Kom tot inkeer, want het koninkrijk van de hemel is nabij!” (Mat. 4:17).

Dit is mijn bloed, het bloed van het ​verbond, dat voor velen wordt vergoten tot ​vergeving​ van ​zonden” (Mat. 26:28).

“Daarop maakte hij hun verstand ontvankelijk voor het begrijpen van de Schriften. Hij zei tegen hen: ‘Er staat geschreven dat de ​messias​ zal lijden en sterven, maar dat hij op de derde dag zal opstaan uit de dood, en dat in Zijn Naam in alle landen bekering en vergeving van zonden gepredikt moest worden, om te beginnen aan Jeruzalem” (Luc. 24:45-47).

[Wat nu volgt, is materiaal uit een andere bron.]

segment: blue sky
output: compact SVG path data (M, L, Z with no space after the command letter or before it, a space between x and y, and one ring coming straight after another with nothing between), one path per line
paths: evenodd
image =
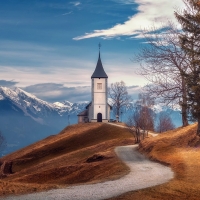
M147 83L131 61L145 45L142 30L176 23L182 7L182 0L3 0L0 85L50 102L90 100L100 42L109 83L123 80L136 96Z

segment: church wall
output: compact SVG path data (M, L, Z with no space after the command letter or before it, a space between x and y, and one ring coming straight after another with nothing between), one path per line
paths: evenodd
M78 123L83 123L83 116L78 116Z
M100 87L99 85L100 84ZM107 119L107 79L94 78L92 80L93 88L93 119L97 119L97 114L102 114L102 119Z
M89 118L89 122L91 122L93 116L92 116L92 112L93 112L93 109L92 109L92 104L89 106L88 108L88 118Z
M94 104L98 104L98 105L105 105L106 104L106 94L105 92L102 93L95 93L94 95Z
M102 89L97 88L97 83L102 84ZM94 92L106 92L106 79L105 78L94 78Z
M106 119L106 105L94 105L94 119L97 119L97 114L102 114L102 119Z

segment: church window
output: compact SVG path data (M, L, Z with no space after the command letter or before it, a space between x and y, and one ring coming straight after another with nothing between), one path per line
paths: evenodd
M102 89L102 83L97 83L97 90L101 90Z

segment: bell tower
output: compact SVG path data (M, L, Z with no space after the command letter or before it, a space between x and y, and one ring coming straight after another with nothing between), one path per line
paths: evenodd
M108 122L108 76L104 71L101 55L101 44L99 44L99 58L94 73L91 76L92 82L92 102L91 102L91 119L92 122Z

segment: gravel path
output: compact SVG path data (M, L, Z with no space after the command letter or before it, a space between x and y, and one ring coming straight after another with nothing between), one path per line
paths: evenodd
M122 146L115 149L119 158L125 162L130 173L113 181L85 184L66 189L49 190L22 196L10 196L6 200L97 200L118 196L125 192L147 188L165 183L173 178L169 167L152 162L136 150L137 145Z
M127 126L124 126L124 125L119 125L119 124L115 124L115 123L108 123L109 125L112 125L112 126L118 126L118 127L121 127L121 128L127 128ZM158 136L158 133L154 133L154 132L151 132L151 131L148 131L148 134L152 135L153 137L156 137Z

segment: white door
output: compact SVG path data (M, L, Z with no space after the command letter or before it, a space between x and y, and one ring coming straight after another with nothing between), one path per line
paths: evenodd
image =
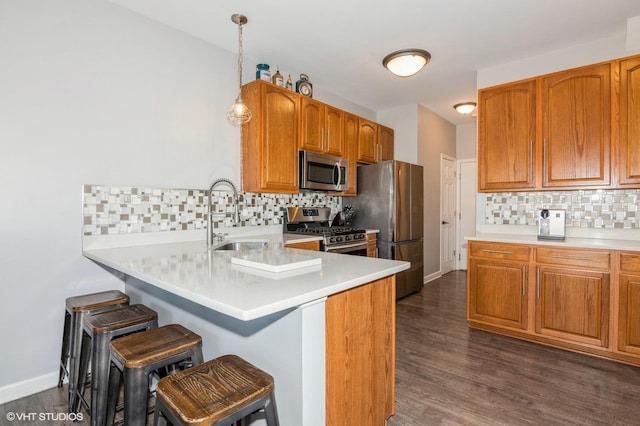
M440 271L456 267L456 160L440 156Z
M476 235L476 183L478 167L475 159L458 161L458 226L457 229L457 266L467 270L467 246L465 237Z

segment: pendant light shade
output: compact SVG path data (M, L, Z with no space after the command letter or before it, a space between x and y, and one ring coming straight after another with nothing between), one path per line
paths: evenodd
M469 115L476 110L475 102L463 102L461 104L455 104L453 108L462 115Z
M397 50L382 60L382 65L399 77L409 77L420 71L431 60L431 54L421 49Z
M247 23L247 17L236 13L231 15L231 21L238 25L238 97L227 112L227 121L240 127L251 120L251 111L242 101L242 26Z

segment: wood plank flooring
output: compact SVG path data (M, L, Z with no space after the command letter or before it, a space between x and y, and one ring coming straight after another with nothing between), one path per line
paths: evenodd
M465 281L398 302L389 426L640 425L640 368L471 330Z
M398 302L388 426L640 425L640 368L470 330L465 280L452 272ZM0 425L88 425L6 417L65 413L65 400L66 386L0 405Z

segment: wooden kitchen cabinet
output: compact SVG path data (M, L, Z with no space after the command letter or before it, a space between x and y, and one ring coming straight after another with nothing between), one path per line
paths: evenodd
M527 328L530 249L522 245L469 242L467 317L490 325Z
M539 247L536 263L535 332L608 347L611 254Z
M390 127L378 125L378 161L393 160L394 131Z
M304 241L301 243L287 243L286 244L287 248L295 248L295 249L301 249L301 250L313 250L313 251L319 251L320 250L320 241Z
M536 82L506 84L478 92L478 188L536 186Z
M373 232L367 234L367 257L378 257L378 236Z
M255 80L242 97L253 114L242 127L242 189L297 193L300 95Z
M611 184L611 64L542 79L542 186Z
M640 57L620 61L618 186L640 186Z
M360 163L378 162L378 124L365 118L358 121L358 158Z
M395 410L395 275L327 298L326 425L384 425Z
M357 195L358 187L358 131L360 120L357 115L344 113L344 145L346 157L349 160L349 176L347 177L347 189L337 195Z
M640 254L620 254L617 349L640 359Z
M300 148L342 157L344 112L315 99L300 98Z

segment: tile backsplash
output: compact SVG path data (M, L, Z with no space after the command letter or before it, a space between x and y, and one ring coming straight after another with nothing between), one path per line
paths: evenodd
M204 229L208 190L83 185L83 235ZM341 197L323 192L258 194L240 192L240 223L233 223L233 195L213 191L214 228L282 225L287 206L342 208Z
M537 211L548 208L565 209L568 227L640 229L640 190L630 189L490 193L485 222L537 226Z

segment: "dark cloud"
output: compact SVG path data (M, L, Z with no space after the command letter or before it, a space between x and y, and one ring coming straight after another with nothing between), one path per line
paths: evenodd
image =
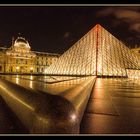
M114 14L119 19L129 19L130 21L140 19L139 11L120 9L117 10Z
M128 25L128 30L140 33L140 7L109 7L97 12L97 17L114 17L113 25Z
M65 32L63 37L68 38L69 36L70 36L70 32Z
M140 23L135 23L130 26L130 30L136 31L140 33ZM140 37L140 35L139 35Z
M140 39L140 35L136 35L136 37L137 37L138 39Z
M127 40L132 41L133 37L128 37Z

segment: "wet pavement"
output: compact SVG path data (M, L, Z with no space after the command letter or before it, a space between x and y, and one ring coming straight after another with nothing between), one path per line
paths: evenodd
M59 76L21 76L21 75L8 75L1 76L2 78L23 86L38 91L43 91L51 95L63 96L67 91L75 88L86 80L90 79L89 76L85 77L59 77ZM92 76L94 77L94 76Z
M76 96L74 93L65 93L68 93L72 88L75 88L77 85L80 85L81 82L85 81L84 78L74 77L16 75L4 77L26 88L63 96L66 99L71 97L71 101L79 95ZM80 98L85 98L84 94ZM80 98L78 97L78 100L76 100L80 101ZM0 110L3 110L3 107L1 108ZM7 113L5 113L5 115L6 114ZM140 134L139 118L140 79L97 78L80 125L80 133ZM8 128L10 128L9 126ZM2 132L2 130L0 131ZM9 132L9 130L7 132ZM13 133L13 130L11 133Z
M81 82L84 82L85 78L80 77L50 77L50 76L22 76L22 75L8 75L2 76L4 79L11 81L15 84L24 86L26 88L32 88L35 90L41 90L53 95L59 95L59 93L65 92Z
M30 133L79 133L79 123L94 82L95 76L66 77L66 79L44 77L42 80L41 77L3 76L0 80L0 95ZM61 120L64 116L65 119ZM69 121L66 118L70 118ZM59 119L61 121L55 124L54 122ZM47 126L45 126L46 123ZM62 125L65 125L63 129L58 128ZM48 126L50 127L47 128ZM56 128L58 128L57 131ZM61 130L64 131L61 132Z
M96 80L82 134L140 134L140 80Z
M23 133L28 132L0 96L0 134Z

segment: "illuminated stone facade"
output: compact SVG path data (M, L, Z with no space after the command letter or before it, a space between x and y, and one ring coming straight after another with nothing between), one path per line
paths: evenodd
M0 73L43 74L58 57L58 54L31 51L28 41L18 37L10 48L1 48Z
M44 52L34 52L35 57L35 67L36 73L45 73L47 67L49 67L53 62L55 62L59 55L53 53L44 53Z
M138 57L102 26L96 25L45 72L127 77L127 69L140 69Z
M5 71L5 48L0 48L0 73Z

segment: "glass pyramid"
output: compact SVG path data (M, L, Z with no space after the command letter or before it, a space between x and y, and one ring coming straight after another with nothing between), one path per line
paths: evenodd
M127 77L129 69L140 69L138 57L97 24L48 67L46 74Z

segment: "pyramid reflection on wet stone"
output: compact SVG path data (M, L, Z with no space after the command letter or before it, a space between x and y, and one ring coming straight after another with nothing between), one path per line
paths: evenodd
M137 56L97 24L48 67L46 74L126 77L127 69L140 69Z

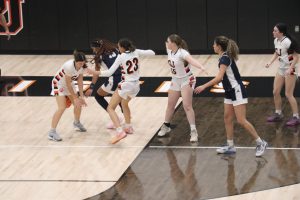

Relevante woorden van God:

In het begin verspreidde Jezus het evangelie en predikte Hij de weg van bekering, daarna doopte Hij mensen, genas Hij de zieken en wierp Hij demonen uit. Uiteindelijk verloste Hij de mensheid van zonde en voltooide Hij Zijn werk voor het hele tijdperk.

uit ‘Het mysterie van de vleeswording (1)’ in ‘Het Woord verschijnt in het vlees’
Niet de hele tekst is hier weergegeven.